Several software manufacturers presented cloud-based systems with apps for different mobile devices. To use the software, the app can be installed on laptop or smartphone. The advantage of this system is the usability. Regardless of the room in which the UC participants are located, the communication is controlled via the personal devices. The users are well versed in those devices and this lowers the initial user barrier. The meeting rooms here only provide the infrastructure for communication.
To connect mobile devices to the meeting room infrastructure according to the BYOD philosophy, hardware manufacturers are increasingly offering interfaces such as USB or Bluetooth. These are already familiar from the consumer sector.
Recommendation of the macom experts
Just as with collaboration, the choice of unified communication direction also depends on the specific use cases. They determine which solution or solutions makes sense in specific areas. Every solution has different advantages and disadvantages. However, it has become clear that you have to go to the cloud to be able to use all the advantages of UC systems. There is no way around it and this of course needs more communication with our colleagues in IT and puts additional requirements on IT security. Interfaces and scalability also matter if you want to remain open for future extensions.
Audio in UCC and VC
Voice quality has always been one of the crux of videoconferencing and unified communication. With more intelligence in microphones and solutions for different room sizes, the exhibitors at this year’s ISE tried really focused on improving speech quality in meeting rooms.
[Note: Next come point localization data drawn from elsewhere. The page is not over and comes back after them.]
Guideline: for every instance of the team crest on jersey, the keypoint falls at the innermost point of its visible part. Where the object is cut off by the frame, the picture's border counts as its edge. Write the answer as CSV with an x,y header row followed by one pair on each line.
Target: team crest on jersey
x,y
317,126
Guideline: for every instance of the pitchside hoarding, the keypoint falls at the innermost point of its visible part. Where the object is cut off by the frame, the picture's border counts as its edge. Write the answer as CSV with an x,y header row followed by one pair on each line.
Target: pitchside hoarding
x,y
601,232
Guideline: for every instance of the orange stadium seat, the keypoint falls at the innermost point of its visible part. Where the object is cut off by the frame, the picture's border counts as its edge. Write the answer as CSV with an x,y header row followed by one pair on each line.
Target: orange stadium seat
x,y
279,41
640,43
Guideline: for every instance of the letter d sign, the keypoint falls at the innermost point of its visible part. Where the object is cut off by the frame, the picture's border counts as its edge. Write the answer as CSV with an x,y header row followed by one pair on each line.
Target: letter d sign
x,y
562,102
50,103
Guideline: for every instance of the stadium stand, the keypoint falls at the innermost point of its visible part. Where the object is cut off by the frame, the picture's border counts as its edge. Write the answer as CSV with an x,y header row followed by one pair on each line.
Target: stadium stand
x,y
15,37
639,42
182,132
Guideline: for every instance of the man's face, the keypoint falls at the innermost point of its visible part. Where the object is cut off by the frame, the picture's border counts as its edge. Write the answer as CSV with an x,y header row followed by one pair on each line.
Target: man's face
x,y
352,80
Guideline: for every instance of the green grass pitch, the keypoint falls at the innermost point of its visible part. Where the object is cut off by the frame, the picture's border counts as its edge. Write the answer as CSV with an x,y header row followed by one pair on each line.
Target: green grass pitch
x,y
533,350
There is a trend towards soundbars and array microphones, either installed on the ceiling or on the table. The soundbars were often part of all-in-one solutions, installed above or below a display. These can work well especially for smaller rooms and huddle spaces. Many manufacturers had installed so-called “beamforming” microphones in their soundbars, which only cover a very precise area. Since huddle spaces often don’t have sophisticated passive acoustics (think glazed walls hard surfaces), this improves speech quality very well.
Array microphones were also presented for larger meeting rooms. Most of the arrays have an integrated intelligence. These can track a speaker and then optimally adjust to their position. Sennheiser for example presented such a system with their TeamConnect Ceiling. Most of the microphone arrays are scalable to enable coverage of larger conference rooms. These include the Biamp microphone arrays. As big as a golf ball, they contain eight microphones and a small intelligence unit. Suspended from the ceiling, they cover a circle of approx. 3 m in diameter, and can be placed in multiples depending on the room height and the desired speech quality. A single unit is sufficient for a conference table for 6 to 8 persons. For a larger room, a second array microphone can be used. The system intelligence coordinates both arrays.
Recommendation of the macom experts
The intelligence in the microphones is getting better and better as an example coughing has been identified as language by previous devices, the current algorithms are much more accurate and don’t identify this type of noise as speech. Very interestingly various microphone solutions presented this year were able to independently measure the meeting room acoustically and thus adapt optimally to it. In real situations this can work quite well, improving the voice quality, simplifying the installation by reducing the setup time for the microphones.